It is important to emphasize: No one in the project claims we will reach 200-year lifespans. The goals are moderate, realistic, and clear: to halt functional decline in the seventh and eighth decades of life.
What Can Israel and Individuals Learn From This?
- Aging is a strategic-policy issue, not just a medical one. Israel is also aging, albeit more slowly. Our life expectancy is among the highest in the world, but our healthspan is not necessarily. It would be worthwhile for the Ministry of Health, the Innovation Authority, and academia to discuss this seriously.
- A local epigenetic clock. Classic Western clocks were developed on European populations. It would be beneficial to have an epigenetic clock calibrated to the Israeli population, with all its diverse origins. This is research that is feasible at a reasonable cost if there is national will.

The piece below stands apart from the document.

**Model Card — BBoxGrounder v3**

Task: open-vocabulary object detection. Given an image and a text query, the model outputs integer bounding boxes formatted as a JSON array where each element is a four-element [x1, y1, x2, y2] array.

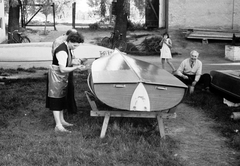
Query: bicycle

- Sharing health data for longevity research. The Israeli healthcare system has a vast and unique database in the world, four HMOs with decades of continuity. Utilizing it for geroscience research would keep Israel at the forefront of science.
- On a personal level, there is no need to wait for a national project. Lifestyle factors that affect the biological clock (diet, physical activity, sleep, social engagement) are available today, without any regulatory approval. The evidence for this has actually strengthened in the past year.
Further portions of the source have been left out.